The Cultural Heritage Act (Lov om kulturminner or kulturminneloven) of 1978 is a Norwegian law that protects heritage sites and cultural environments. The structures and spaces that it covers are deemed to have cultural or architectural value. The act includes heritage such as structures and sites, sometimes the area around a monument, protected structures, boats, shipwrecks, and cultural environments. The act describes what automatically enjoys cultural heritage protection and what may be protected under an individual decision.

==Content==
In line with Section 1 of the Cultural Heritage Act, the purpose of the law is to protect "cultural heritage and cultural environments in their uniqueness and variety ... both as part of our cultural heritage and identity and as part of the overall environment and resource management. It is a national responsibility to safeguard these resources as research source material and as an enduring basis for present and future generations' experience, awareness, enjoyment. and activities. When another law contains decisions that affect cultural heritage, emphasis shall be placed on the intention of this act."

In line with Section 2 of the act, cultural heritage is "all traces of human activity in our physical environment, including places associated with historical events, beliefs, and traditions. Cultural environments refer to areas where cultural heritage is part of a larger entity or context. The rules on cultural heritage and cultural environments shall apply insofar as they are applicable to botanical, zoological, or geological features that are associated with cultural and historical values." Important natural assets can add weight to the assessment of conservation value.

Originally the concern lay in protecting individual cultural heritage as a source of knowledge about the Norway's oldest history. Gradually, the focus expanded to include protection of larger collections of artifacts and the overall physical environment. Both academic disciplines and politicians recognized the importance of the cultural heritage context and its association with the landscape, as a result of which today the Cultural Heritage Act provides for protecting larger areas where cultural heritage is part of a larger entity or context (Section 20).

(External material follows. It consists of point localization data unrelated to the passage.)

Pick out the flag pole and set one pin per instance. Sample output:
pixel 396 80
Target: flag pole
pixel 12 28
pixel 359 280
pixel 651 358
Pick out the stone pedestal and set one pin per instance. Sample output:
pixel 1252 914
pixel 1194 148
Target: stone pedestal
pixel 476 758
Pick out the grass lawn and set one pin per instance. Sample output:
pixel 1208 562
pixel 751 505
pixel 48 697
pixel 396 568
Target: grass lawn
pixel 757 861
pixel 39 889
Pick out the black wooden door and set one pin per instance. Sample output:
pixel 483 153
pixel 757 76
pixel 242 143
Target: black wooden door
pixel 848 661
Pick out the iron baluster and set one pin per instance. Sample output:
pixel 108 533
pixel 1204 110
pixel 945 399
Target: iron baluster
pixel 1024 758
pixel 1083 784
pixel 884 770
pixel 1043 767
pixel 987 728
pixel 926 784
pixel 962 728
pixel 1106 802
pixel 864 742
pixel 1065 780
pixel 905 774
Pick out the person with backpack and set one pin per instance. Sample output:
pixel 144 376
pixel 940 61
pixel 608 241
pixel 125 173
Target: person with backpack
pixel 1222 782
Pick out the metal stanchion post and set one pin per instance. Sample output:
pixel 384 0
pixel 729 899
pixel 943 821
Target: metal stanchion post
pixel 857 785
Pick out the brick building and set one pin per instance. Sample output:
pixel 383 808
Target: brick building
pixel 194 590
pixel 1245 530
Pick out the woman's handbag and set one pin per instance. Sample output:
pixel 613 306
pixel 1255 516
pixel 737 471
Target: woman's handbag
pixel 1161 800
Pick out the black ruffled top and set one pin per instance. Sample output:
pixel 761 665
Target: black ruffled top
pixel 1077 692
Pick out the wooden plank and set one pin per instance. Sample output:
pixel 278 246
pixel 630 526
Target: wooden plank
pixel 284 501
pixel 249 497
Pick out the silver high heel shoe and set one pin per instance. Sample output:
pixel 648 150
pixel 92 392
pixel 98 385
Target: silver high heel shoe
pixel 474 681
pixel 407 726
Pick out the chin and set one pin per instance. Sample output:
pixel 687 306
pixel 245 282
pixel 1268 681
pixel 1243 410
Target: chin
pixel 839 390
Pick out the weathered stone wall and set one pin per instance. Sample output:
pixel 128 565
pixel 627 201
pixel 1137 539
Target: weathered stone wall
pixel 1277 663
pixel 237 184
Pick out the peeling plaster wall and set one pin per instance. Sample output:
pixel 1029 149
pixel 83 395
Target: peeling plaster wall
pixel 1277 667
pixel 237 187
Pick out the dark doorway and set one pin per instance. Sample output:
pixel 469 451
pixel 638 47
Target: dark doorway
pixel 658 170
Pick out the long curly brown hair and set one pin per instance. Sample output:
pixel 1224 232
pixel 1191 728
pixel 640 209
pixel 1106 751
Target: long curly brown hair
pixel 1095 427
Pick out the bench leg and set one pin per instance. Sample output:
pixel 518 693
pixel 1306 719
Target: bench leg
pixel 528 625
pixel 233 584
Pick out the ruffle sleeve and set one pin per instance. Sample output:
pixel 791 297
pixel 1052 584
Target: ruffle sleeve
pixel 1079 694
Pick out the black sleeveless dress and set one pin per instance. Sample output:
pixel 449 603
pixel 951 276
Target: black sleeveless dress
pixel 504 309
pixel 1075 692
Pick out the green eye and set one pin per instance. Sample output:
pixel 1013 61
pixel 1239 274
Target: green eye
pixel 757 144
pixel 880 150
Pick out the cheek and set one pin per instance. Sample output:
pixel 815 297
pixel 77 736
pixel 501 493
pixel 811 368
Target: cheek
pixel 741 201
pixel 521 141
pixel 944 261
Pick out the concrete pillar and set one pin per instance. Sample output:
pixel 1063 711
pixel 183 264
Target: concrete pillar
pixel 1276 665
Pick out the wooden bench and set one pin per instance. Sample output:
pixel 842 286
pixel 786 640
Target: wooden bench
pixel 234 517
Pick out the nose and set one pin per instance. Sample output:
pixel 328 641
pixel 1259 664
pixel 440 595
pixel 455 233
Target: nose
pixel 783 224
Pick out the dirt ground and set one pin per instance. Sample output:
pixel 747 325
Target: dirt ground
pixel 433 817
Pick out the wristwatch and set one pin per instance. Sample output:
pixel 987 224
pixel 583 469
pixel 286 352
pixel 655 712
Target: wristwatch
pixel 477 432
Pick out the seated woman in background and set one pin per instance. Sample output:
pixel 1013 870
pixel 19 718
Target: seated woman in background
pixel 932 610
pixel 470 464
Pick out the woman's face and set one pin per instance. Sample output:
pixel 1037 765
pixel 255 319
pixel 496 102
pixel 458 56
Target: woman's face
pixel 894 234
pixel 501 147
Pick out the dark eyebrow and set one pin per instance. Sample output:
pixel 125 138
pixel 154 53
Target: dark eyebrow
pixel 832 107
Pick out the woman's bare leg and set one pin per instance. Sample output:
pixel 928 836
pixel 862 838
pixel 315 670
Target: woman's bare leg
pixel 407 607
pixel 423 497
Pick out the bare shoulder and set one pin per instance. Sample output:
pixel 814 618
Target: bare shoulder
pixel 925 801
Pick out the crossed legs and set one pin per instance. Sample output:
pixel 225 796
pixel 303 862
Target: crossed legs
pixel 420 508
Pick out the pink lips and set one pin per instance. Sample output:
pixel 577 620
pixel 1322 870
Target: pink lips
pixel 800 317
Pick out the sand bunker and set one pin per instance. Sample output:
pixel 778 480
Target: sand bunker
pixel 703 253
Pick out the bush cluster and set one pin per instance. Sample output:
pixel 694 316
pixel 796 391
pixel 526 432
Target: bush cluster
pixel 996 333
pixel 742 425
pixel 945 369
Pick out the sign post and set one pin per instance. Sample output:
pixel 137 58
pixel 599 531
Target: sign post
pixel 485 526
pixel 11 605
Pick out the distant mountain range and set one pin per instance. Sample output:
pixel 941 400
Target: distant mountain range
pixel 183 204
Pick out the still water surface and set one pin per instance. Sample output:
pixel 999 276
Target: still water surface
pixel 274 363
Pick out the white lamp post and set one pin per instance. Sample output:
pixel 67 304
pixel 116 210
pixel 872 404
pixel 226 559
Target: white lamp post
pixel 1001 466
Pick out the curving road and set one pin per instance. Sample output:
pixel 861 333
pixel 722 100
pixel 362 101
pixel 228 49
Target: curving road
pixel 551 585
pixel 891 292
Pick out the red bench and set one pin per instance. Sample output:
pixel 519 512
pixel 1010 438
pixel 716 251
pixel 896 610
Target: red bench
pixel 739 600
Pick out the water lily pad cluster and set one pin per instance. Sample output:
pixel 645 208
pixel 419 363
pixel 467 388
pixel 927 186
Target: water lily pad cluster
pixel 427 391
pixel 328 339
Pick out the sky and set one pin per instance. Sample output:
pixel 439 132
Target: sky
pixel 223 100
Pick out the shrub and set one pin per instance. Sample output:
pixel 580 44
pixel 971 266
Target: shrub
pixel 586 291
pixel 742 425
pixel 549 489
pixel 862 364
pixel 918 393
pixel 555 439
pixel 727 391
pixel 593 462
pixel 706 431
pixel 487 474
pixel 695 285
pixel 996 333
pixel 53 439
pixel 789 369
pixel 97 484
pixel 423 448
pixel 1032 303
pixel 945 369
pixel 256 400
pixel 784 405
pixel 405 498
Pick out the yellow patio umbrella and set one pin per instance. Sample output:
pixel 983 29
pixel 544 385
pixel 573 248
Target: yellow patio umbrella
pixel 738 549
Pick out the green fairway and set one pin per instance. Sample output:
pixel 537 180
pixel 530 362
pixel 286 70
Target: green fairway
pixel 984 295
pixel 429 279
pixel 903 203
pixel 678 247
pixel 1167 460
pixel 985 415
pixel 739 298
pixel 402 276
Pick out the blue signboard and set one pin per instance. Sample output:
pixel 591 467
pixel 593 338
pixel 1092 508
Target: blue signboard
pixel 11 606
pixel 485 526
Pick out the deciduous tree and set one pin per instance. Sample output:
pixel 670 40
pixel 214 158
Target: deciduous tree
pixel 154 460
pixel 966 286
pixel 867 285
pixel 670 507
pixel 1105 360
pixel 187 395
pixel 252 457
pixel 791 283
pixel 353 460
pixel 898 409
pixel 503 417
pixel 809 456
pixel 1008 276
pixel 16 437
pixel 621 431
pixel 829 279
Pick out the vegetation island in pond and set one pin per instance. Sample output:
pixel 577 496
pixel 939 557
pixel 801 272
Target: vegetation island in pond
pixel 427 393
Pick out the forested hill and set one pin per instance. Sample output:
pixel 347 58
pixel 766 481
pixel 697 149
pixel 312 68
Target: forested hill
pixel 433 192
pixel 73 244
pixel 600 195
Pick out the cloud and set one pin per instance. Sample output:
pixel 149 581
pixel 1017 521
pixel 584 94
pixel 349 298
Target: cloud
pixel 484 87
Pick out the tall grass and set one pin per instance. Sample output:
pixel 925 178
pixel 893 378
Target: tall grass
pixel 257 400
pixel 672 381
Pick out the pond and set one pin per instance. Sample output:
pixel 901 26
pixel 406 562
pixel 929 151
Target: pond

The law prohibits modification of automatically protected cultural heritage monuments and sites. This entails a prohibition on activities that may damage, destroy, dig up, move, change, conceal, or otherwise inappropriately change the appearance of such heritage or create a danger that this could happen (Section 3). Permission for any such activity must be obtained from the Norwegian Directorate for Cultural Heritage or county municipality (mainly through the Planning and Building Act).

==History==
In 1897, the first bill on the preservation of memorials from the past was submitted to the Norwegian Parliament, and in 1905 the "Law on Protection and Preservation of Ancient Monuments" was adopted. The law gave automatic protection to all cultural relics from the time before the Norwegian Reformation in 1537, and it safeguarded antiquities and prehistoric artifacts by regulating who was allowed to excavate artifacts and who had ownership of antiquities. The national archaeological museums took responsibility for managing archaeological monuments and sites. Previously such heritage was under private ownership, and a large number of graves were excavated or removed by amateurs. This had resulted in a period of destruction of a number of ancient monuments, and antiquities were sold both in Norway and abroad. This led some politicians and professionals to see the importance of statutory protection of historical monuments.

In 1927 a law was adopted to preserve buildings and structures over 100 years old or that were of particular historical interest to the country. These protection provisions were then combined in an act of June 29, 1951 on historical artifacts and accounted for along with the original law from 1905 in the new "Law on Historical Artifacts." The law was later replaced by the Cultural Heritage Act of June 9, 1978. This was later amended in 1992, 2000, 2001, 2004, and 2009.